# Should I keep working on this ...



## kdthomas (Feb 13, 2015)

Am I going in a good direction for stock here? I know I need to refine it, ice cubes, etc ... I'm just wondering if I'm off to a good *start*.


----------



## Designer (Feb 13, 2015)

I don't know what it is you're trying to show.  My understanding of stock photos may be lacking, so tell me what the idea is, then I can give you my opinion on whether you have succeeded.  

What I see; a drink in a glass.  Could be whiskey, but I'm not sure. The lemon is throwing me.  Also, the table is quite nice.  I see an oaken table at least as well as the drink, maybe better.  

One thing about the lighting; it is very hot near the camera, but the fall-off leads to very dark.  If you're lighting the table, I think you could even the light more.  

JMHO


----------



## gsgary (Feb 13, 2015)

To make any money in stock photography you need thousands of shots on stock sites


----------



## kdthomas (Feb 13, 2015)

Designer said:


> I don't know what it is you're trying to show.  My understanding of stock photos may be lacking, so tell me what the idea is, then I can give you my opinion on whether you have succeeded.
> 
> What I see; a drink in a glass.  Could be whiskey, but I'm not sure. The lemon is throwing me.  Also, the table is quite nice.  I see an oaken table at least as well as the drink, maybe better.
> 
> ...



You're right, hot toward the camera. I think I'm going to shallow the angle of the light n raise the camera ... Or something else ... 

I'm worried about the color ... That's actually an orange slice ... Looks fine on the calibrated MacBook but iPad its nasty brown.

I might throw down car keys & some change or something. Maybe even a hand pushing it into the frame ... Wanted to convey just having a drink ...


----------



## kdthomas (Feb 13, 2015)

gsgary said:


> To make any money in stock photography you need thousands of shots on stock sites



Oh I know ... But I need to get the skills down so I can start doing it. I want to get to another level.

When Napoleon told his generals they would need tall trees on the side of the road or something like that, they replied, "But sir, that will take decades!". Napoleon responded, "Well then you better get started."


----------



## Designer (Feb 13, 2015)

kdthomas said:


> You're right, hot toward the camera. I think I'm going to shallow the angle of the light n raise the camera ... Or something else ...
> 
> I'm worried about the color ... That's actually an orange slice ... Looks fine on the calibrated MacBook but iPad its nasty brown.
> 
> I might throw down car keys & some change or something. Maybe even a hand pushing it into the frame ... Wanted to convey just having a drink ...

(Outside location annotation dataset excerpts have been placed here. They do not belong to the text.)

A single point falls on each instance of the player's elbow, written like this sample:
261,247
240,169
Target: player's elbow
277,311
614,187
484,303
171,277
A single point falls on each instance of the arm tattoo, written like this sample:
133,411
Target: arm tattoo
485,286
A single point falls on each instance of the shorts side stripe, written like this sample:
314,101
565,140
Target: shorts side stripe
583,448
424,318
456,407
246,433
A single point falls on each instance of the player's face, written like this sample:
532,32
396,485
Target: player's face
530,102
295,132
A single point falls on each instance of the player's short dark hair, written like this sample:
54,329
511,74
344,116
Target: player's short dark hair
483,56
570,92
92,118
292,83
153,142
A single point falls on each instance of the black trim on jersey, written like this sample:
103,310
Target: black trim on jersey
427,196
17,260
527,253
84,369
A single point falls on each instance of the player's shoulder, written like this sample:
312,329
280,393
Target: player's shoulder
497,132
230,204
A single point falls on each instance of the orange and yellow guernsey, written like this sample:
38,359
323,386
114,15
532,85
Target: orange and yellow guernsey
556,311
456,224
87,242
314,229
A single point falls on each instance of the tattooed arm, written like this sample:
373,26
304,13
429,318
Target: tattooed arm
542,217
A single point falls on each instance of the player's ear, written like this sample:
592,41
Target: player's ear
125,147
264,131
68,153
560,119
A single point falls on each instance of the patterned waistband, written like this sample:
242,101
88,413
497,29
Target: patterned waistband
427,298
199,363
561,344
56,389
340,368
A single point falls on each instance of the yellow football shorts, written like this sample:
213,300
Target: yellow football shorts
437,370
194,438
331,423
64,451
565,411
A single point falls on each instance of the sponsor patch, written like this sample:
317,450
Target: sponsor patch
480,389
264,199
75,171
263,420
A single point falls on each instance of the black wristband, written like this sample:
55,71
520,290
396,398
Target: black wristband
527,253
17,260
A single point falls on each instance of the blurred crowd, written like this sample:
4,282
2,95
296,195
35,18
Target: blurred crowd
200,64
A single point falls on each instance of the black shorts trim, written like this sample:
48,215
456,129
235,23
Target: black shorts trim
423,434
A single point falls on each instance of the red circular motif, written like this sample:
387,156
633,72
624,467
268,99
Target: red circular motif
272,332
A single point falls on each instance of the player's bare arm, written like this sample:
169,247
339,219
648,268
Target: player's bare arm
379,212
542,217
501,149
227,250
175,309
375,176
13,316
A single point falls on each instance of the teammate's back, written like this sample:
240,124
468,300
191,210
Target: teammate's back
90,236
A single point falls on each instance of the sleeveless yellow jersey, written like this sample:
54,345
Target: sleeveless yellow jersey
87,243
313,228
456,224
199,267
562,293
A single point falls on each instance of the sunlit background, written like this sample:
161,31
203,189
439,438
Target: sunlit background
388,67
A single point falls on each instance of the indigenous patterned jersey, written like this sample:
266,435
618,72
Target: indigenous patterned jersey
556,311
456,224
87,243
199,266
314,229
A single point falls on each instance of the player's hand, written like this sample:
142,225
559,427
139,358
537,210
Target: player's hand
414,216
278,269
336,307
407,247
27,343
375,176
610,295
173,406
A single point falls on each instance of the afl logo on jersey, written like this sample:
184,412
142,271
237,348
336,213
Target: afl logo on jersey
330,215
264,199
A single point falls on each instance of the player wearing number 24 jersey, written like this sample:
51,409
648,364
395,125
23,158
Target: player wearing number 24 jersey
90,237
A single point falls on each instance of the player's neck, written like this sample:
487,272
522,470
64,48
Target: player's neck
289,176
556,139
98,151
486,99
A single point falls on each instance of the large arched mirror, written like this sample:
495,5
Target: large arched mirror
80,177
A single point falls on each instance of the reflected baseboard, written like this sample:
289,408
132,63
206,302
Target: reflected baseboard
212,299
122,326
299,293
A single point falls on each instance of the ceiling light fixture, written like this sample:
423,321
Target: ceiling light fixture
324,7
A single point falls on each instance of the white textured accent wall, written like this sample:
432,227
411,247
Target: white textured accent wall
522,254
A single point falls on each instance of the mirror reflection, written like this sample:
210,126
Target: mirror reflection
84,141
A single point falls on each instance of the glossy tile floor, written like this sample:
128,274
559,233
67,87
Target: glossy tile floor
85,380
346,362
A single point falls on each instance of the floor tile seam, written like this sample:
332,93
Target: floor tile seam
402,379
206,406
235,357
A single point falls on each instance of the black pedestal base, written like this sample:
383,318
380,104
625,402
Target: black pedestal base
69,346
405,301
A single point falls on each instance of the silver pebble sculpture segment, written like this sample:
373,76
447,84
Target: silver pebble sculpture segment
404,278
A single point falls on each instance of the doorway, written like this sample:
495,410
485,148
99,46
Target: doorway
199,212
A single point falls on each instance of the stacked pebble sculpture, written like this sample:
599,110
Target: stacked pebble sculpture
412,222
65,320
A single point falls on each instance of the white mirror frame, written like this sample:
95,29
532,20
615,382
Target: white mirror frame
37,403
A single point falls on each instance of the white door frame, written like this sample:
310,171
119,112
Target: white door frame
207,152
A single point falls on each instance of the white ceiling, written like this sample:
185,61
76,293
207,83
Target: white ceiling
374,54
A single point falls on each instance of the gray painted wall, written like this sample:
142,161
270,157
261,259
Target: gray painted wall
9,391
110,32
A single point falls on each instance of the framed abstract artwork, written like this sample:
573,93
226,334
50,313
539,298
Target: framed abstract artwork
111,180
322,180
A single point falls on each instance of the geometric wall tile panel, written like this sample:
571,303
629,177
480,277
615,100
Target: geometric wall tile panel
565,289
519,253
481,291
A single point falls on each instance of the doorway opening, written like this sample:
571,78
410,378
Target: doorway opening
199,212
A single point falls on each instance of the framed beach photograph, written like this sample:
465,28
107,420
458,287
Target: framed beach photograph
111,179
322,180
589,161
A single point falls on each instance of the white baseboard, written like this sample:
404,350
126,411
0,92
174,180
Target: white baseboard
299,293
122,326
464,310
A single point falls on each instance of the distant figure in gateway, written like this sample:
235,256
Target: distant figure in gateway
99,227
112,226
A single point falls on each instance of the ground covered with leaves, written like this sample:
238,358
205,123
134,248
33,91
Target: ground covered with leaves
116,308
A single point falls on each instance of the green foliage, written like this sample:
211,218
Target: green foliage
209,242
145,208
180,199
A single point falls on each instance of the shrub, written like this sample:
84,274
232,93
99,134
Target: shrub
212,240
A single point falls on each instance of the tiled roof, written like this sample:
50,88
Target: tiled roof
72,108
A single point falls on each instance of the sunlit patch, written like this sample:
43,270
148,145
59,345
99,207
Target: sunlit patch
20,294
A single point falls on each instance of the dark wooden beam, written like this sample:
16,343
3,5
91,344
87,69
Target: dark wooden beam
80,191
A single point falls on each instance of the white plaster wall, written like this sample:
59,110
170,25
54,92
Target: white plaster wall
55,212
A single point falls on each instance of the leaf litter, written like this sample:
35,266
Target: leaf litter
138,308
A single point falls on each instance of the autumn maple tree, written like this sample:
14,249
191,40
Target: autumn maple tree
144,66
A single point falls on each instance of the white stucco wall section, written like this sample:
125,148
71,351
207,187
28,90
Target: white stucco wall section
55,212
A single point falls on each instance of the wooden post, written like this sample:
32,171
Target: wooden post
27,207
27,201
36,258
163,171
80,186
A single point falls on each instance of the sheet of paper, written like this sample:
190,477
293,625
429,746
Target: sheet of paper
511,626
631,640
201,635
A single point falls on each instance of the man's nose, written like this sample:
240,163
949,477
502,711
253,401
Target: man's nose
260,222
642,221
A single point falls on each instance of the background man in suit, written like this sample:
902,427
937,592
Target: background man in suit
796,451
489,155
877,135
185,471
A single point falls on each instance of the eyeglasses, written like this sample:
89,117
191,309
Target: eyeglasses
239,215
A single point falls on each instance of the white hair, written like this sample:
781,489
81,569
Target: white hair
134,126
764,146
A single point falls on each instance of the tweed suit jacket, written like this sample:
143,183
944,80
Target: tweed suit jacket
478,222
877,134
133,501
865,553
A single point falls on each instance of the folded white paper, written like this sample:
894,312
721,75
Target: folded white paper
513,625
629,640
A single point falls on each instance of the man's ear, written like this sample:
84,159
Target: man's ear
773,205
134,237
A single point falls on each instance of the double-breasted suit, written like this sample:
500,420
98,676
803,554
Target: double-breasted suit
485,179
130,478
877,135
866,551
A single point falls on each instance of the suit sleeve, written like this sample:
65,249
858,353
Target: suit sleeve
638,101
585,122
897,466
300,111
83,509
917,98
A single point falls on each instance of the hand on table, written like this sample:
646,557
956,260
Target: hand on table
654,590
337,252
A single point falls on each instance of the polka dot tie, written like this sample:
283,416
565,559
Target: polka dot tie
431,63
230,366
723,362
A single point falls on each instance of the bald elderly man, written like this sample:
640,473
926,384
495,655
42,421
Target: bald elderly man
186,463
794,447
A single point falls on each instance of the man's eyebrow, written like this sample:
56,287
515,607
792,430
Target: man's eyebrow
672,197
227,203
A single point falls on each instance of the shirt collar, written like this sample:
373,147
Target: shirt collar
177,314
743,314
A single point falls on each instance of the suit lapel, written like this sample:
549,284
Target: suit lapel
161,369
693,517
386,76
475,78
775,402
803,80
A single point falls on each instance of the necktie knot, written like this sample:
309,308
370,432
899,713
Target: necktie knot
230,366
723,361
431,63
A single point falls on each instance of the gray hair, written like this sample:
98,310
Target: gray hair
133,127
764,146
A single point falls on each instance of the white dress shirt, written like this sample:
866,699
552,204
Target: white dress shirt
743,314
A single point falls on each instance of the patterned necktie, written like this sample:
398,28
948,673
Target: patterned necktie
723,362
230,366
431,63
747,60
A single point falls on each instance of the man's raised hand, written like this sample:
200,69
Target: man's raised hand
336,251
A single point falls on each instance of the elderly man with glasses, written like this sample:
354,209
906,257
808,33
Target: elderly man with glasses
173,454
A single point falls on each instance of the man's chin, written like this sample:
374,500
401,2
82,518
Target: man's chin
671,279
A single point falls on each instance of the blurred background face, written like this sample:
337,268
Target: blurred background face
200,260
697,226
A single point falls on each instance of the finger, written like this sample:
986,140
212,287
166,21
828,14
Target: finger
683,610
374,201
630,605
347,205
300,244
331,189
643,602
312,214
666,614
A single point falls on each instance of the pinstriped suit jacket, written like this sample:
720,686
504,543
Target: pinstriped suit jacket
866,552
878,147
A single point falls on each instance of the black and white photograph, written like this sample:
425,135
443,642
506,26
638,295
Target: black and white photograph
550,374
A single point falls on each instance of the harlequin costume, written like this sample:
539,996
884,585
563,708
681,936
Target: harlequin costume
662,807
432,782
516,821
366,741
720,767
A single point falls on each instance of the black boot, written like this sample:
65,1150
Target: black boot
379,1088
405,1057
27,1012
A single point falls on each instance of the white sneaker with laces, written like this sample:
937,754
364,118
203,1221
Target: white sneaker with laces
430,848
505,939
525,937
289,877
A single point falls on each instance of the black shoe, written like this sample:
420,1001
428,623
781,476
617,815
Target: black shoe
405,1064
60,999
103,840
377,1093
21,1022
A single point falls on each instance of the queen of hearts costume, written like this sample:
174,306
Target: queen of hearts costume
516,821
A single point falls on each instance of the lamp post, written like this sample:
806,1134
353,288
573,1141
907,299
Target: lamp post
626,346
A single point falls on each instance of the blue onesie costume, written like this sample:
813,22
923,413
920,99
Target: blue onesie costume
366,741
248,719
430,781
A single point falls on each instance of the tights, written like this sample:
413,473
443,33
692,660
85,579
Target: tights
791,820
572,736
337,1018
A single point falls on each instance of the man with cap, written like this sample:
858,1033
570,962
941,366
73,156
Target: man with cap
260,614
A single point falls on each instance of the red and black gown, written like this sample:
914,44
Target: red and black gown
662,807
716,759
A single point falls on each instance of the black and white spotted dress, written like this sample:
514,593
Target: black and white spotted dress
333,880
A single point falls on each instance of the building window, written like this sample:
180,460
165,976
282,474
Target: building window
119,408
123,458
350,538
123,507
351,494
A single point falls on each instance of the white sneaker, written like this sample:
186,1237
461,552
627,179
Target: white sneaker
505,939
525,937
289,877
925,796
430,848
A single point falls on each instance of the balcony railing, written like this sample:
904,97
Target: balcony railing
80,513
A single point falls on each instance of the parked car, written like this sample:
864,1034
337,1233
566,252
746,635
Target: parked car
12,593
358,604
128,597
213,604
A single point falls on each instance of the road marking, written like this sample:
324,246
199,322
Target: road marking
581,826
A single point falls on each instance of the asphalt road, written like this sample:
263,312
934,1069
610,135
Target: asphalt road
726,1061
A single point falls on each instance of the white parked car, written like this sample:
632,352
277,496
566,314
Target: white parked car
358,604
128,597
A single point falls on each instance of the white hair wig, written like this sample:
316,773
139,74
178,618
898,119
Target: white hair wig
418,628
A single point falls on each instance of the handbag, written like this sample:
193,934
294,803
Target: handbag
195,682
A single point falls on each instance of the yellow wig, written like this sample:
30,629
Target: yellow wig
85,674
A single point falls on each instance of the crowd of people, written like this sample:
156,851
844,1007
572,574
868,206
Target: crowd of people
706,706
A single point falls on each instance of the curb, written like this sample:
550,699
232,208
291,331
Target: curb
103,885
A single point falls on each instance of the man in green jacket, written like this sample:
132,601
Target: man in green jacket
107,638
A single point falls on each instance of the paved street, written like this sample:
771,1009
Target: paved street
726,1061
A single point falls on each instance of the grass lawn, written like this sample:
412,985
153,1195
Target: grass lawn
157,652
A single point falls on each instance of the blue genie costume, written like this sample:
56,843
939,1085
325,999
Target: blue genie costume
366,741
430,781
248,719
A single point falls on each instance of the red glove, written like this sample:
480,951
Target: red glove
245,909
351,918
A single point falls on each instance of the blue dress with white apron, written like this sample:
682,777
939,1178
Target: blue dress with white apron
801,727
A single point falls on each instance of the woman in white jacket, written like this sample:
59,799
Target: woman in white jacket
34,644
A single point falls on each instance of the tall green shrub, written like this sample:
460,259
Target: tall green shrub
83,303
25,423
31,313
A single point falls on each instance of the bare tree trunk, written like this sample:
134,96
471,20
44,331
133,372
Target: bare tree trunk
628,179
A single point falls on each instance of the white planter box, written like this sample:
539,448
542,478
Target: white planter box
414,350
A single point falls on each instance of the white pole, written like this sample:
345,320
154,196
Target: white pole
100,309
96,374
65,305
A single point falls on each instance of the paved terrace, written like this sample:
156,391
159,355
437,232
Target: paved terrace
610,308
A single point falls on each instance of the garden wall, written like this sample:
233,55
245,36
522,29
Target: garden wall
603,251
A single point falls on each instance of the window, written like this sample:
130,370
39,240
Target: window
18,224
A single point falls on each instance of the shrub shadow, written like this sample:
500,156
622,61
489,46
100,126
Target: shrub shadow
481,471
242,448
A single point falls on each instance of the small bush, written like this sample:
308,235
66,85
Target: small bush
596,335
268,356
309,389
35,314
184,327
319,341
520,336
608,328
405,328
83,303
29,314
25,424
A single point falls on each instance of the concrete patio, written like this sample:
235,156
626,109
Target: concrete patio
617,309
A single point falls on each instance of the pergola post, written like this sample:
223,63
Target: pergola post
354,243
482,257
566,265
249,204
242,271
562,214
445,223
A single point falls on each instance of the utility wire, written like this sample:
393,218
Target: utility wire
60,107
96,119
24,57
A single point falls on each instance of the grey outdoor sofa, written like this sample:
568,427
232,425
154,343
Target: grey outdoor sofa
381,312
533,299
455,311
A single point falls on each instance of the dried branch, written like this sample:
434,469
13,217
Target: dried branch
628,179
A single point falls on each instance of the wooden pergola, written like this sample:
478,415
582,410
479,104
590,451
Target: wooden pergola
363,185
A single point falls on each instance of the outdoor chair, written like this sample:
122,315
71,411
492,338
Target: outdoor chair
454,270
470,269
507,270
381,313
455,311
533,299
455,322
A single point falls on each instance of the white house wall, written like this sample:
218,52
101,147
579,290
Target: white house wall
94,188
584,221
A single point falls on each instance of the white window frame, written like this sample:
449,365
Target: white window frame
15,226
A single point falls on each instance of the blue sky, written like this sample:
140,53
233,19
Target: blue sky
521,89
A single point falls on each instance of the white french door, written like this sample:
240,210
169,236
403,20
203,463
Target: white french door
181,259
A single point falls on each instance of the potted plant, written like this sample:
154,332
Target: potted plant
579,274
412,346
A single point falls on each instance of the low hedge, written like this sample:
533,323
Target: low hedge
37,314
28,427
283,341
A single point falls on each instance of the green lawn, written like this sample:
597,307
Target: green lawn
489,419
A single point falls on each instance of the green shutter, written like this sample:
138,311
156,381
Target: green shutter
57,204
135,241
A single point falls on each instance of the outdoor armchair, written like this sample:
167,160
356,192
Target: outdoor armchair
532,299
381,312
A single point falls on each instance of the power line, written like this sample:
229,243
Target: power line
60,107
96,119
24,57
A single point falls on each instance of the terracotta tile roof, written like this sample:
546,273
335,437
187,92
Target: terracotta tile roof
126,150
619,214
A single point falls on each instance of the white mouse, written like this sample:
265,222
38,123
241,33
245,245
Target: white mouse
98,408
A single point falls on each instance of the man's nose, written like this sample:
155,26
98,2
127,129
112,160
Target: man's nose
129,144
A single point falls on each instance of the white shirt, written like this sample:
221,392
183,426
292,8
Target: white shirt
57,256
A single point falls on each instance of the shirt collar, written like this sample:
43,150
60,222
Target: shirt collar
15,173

Now that you tell me it's an orange, I can tell it's not a lemon.  

So let's see now..."having a drink" is your theme.  Car keys would NOT be the component that I would have thought of.  I think you need to subdue the lighting on the table, to highlight the drink more.  Is this a drink people should recognize?  It looks like whiskey, probably neat, on ice, and the color is reminiscent of scotch.  So is an orange slice commonly served with scotch?  

Maybe you need to find another component that people would normally see when having a drink.


----------



## tirediron (Feb 13, 2015)

Technically the image is off to a good start but there are definitely some areas for improvement.  The specular highlights, especially on the table are wayyy too hot, and the colour of the fruit is... unappetizing at best.  The liquid in the glass appears clear, and the ice is a bit 'messy'.  I think the angle and positioning are spot on; there's lots of room for text and the empty space can be cropped away if necessary with no detriment to the image.

The artistic side however...  as Designer indicated, what's the message?  Have you actually envisioned a use for this, or are you just shooting 'stuff' for practice?  Practice is great, essential to be sure, but practice images don't normally make good stock images. 

I like the way the grain in the table "points" at the drink, but you have to watch the colour and lighting here.  This looks like you tried to do it with one light; I see this as being a 3 light set-up (minimum).  One low, VERY diffused light directly overhead (or nearly directly), one VERY tightly snooted light to illuminate the fruit (thus preserving colour), and one to illuminate the actual beverage, again tightly flagged or snooted so that we can see the colour of the liquid. 

On a somewhat related note, a lemon slice garnish seems an odd choice for a highball glass.  When I get a good glass of single-malt, I don't expect it to be polluted with fruit.  Perhaps try a different glass, or skip the garnish?


----------



## waday (Feb 13, 2015)

Can't add much more to this discussion that @Designer and @tirediron didn't already mention.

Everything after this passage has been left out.